Two Questions to Consider 

I love good questions, they help us think clearly and grow wise.  Questions can inspire discovery and innovation.  Whenever I study a passage of scripture, I try to ask questions of the text because I believe those questions help me understand God’s wisdom, and apply that wisdom to my life.  Recently, I was studying Colossians 2:6-7, “Just as you received Christ Jesus as Lord, so continue to grow in Him, rooted and built up in the faith as you are taught, and overflowing with thanksgiving.”  Reflecting on this passage allowed me to consider two very important questions. Listen to the Feb 4 sermon, “Two Questions to Consider.”

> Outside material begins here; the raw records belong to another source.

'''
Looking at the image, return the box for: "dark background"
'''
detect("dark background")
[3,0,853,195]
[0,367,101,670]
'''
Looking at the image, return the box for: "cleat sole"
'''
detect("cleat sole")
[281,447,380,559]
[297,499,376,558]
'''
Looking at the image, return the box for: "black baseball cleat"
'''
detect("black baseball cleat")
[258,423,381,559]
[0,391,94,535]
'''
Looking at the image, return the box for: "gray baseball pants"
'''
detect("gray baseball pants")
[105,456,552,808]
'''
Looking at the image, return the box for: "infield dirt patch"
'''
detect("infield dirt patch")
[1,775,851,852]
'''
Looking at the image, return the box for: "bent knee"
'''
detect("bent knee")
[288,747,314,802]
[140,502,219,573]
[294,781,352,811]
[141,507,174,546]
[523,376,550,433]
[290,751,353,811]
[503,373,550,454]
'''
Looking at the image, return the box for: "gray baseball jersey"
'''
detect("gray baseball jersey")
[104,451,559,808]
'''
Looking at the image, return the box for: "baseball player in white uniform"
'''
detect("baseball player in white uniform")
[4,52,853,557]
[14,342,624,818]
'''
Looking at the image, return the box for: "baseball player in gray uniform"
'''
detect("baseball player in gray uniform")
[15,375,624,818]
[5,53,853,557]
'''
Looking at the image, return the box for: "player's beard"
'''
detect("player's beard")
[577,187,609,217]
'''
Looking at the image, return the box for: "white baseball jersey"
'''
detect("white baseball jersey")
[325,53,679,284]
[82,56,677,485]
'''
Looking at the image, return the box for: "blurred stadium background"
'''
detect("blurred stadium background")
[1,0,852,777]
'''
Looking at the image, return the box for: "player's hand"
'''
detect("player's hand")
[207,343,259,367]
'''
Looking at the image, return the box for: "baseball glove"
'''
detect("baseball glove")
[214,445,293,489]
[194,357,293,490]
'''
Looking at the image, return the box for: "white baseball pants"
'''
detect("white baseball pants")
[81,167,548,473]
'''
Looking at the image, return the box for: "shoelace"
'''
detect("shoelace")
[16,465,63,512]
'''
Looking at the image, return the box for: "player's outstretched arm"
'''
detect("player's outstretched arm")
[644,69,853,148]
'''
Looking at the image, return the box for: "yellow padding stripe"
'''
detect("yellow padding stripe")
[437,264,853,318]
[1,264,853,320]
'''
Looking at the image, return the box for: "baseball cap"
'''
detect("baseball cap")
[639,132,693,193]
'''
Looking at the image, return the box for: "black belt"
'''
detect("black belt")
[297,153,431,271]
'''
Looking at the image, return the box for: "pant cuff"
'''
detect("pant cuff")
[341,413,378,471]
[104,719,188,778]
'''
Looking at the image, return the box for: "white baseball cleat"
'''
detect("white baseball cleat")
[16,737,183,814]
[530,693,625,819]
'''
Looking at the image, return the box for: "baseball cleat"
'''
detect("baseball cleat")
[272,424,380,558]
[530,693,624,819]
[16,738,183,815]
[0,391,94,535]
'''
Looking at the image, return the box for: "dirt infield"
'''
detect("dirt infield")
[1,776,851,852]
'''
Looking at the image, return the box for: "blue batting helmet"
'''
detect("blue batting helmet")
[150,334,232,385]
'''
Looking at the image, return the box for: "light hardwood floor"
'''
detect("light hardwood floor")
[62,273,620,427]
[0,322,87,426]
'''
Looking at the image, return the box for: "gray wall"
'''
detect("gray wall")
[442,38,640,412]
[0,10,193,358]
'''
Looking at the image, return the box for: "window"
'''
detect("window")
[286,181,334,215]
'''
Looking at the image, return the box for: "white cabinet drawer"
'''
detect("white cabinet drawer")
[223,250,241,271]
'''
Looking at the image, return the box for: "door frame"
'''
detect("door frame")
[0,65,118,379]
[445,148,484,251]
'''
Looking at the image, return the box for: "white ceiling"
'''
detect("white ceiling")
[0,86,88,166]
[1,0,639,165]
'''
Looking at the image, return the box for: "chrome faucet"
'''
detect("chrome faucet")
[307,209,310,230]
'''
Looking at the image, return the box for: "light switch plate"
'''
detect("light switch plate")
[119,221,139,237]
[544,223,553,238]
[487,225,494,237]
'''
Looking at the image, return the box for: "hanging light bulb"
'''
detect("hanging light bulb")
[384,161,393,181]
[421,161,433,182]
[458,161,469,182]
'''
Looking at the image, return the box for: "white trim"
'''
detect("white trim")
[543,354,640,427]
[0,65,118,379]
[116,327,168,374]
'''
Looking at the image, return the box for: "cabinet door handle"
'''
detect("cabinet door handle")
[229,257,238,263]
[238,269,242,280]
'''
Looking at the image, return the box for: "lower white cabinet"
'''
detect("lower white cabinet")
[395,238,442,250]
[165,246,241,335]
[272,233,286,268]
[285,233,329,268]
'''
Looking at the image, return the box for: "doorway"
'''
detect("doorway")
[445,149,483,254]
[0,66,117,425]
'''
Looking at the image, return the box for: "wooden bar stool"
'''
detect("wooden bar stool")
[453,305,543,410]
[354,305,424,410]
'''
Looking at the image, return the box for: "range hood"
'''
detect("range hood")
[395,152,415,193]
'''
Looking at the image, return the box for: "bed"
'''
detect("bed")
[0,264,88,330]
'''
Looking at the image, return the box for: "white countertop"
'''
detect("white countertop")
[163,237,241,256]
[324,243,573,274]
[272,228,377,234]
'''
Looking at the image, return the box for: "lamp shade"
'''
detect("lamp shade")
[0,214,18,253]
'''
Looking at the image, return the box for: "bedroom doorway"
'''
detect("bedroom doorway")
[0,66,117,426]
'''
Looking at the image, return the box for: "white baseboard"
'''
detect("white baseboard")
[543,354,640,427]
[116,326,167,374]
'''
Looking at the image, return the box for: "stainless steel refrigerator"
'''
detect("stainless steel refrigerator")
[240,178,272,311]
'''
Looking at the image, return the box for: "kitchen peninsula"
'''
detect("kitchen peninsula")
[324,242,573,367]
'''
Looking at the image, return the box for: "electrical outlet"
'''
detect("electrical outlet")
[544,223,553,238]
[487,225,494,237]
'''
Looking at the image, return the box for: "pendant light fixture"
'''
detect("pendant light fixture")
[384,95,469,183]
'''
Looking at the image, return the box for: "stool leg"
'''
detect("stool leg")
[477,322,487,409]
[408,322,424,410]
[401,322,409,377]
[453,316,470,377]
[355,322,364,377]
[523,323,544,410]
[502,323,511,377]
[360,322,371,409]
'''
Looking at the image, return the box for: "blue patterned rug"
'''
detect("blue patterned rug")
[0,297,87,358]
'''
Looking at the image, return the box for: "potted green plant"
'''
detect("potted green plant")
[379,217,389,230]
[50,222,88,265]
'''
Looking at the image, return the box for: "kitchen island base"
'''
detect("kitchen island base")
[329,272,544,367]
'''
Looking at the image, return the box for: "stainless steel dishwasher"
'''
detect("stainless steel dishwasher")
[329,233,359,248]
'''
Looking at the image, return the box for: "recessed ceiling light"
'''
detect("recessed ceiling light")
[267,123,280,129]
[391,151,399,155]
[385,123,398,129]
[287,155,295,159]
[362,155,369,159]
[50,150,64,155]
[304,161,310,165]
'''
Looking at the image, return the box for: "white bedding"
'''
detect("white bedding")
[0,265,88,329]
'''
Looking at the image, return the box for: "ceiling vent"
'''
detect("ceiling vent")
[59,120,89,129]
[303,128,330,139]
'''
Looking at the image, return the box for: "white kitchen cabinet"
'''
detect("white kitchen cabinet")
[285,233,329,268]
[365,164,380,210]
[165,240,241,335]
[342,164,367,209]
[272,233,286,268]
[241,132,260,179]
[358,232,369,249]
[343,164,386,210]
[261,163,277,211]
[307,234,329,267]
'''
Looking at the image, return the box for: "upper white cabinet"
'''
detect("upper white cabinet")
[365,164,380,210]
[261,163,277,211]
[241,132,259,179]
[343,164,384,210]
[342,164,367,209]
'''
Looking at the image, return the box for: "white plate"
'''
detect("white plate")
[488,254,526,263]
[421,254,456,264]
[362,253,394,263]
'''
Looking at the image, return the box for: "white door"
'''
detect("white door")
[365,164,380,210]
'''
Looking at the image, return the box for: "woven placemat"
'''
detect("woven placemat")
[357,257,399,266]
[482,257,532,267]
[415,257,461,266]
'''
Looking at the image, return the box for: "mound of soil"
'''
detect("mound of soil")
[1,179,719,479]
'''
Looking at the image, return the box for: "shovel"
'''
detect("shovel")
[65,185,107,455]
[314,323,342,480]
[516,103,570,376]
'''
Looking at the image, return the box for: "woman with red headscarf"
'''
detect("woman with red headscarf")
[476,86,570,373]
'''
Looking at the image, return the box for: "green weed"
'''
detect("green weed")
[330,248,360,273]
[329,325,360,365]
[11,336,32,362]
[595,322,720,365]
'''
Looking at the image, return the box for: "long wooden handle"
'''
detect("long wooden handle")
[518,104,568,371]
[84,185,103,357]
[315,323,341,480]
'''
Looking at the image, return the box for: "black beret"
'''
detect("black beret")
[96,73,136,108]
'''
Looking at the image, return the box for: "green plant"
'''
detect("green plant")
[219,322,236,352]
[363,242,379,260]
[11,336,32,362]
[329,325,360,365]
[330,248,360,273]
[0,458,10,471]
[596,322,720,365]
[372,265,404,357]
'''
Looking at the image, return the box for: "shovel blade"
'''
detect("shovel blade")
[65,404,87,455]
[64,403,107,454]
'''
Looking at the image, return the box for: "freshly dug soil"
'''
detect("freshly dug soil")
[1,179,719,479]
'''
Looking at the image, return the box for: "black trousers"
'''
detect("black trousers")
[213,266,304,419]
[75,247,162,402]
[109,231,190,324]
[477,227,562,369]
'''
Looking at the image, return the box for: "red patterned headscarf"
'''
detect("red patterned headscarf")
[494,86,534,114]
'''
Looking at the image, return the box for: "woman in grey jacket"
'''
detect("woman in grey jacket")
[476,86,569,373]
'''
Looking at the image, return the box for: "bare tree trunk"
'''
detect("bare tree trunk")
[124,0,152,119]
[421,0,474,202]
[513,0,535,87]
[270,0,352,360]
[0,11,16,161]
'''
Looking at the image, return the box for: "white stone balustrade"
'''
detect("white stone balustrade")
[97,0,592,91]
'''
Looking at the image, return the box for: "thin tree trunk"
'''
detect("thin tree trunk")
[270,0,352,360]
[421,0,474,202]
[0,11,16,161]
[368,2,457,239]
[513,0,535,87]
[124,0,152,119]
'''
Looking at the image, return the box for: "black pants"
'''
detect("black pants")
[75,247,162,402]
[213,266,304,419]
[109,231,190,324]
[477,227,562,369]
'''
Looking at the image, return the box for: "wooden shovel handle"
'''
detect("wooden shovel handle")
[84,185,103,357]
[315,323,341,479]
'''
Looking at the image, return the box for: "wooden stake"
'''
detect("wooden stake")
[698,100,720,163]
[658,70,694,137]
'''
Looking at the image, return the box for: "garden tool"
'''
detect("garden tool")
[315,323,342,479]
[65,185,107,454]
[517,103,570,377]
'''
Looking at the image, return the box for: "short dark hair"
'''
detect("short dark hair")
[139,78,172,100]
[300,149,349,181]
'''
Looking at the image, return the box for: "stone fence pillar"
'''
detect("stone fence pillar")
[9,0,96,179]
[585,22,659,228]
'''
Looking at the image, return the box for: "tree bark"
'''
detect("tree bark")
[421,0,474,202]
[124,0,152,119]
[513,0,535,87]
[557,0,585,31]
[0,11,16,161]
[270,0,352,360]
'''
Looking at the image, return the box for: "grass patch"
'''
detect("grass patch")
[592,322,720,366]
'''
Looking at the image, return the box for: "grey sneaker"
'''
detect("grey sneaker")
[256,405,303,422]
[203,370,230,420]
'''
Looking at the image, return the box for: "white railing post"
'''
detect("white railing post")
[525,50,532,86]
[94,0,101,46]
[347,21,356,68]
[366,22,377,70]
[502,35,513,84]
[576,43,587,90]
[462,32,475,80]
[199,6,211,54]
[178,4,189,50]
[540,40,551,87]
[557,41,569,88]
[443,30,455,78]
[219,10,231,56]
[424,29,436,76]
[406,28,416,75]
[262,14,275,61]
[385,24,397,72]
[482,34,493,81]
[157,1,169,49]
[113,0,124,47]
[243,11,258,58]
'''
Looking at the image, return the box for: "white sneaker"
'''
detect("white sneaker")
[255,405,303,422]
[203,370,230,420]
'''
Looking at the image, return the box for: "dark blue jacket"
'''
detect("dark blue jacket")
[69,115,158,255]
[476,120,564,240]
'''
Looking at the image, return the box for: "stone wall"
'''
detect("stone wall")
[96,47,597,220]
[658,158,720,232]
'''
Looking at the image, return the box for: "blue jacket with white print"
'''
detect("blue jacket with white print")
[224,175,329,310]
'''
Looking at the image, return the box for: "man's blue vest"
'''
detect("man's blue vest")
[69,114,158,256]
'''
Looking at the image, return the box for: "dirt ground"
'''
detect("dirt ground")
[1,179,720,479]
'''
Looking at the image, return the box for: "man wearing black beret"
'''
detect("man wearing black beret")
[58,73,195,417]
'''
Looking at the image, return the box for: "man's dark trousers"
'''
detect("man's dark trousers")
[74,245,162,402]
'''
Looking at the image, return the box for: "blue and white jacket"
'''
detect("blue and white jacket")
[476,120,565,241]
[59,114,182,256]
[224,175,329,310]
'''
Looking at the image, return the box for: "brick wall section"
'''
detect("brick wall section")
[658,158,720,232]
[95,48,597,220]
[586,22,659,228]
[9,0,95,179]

  1. First question: Have I truly received Jesus Christ as Lord?  There is a difference between having an opinion about Jesus and making a commitment to Jesus.  Receiving Christ Jesus as Lord means more than just believing that He is the Son of God who died on the cross and rose from the dead.  It also means making a commitment to receive Jesus as my Savior and Lord, and to commit my life to Him by seeking to live as He would have me live.  This is what people mean when they talk about having a “personal relationship with Jesus Christ.”  It is more than an opinion, it is a relationship that requires an intentional decision to be committed.  In the same way that I committed myself to be in a personal relationship with my wife on our wedding day, I need to make sure that I have committed to be in a relationship with Jesus, and that I have made that decision clearly and earnestly.
  2. Second question: Am I continuing to grow in Him?  In other words, am I living out the implications of my commitment to Jesus.  A commitment to receive him as Lord implies a commitment to continue growing mature as a follower of Jesus Christ.  There is a difference between “trying” to become spiritually mature and “training” to become spiritually mature.  Christians are called to “train” themselves to become mature (1 Timothy 4:7).  This requires intentional effort and consistent discipline, so I must make sure that I make time in my daily and weekly schedule to invest myself in Bible study, worship, fellowship and service so that I can continue to grow.

These two questions really summarize the basic steps of the Christian life: making a commitment to receive Jesus Christ as Savior and Lord, and then continuing the spiritual growth process implied by that commitment. In this way, we become the people we were meant to be, and make the best of our life for the rest of our life.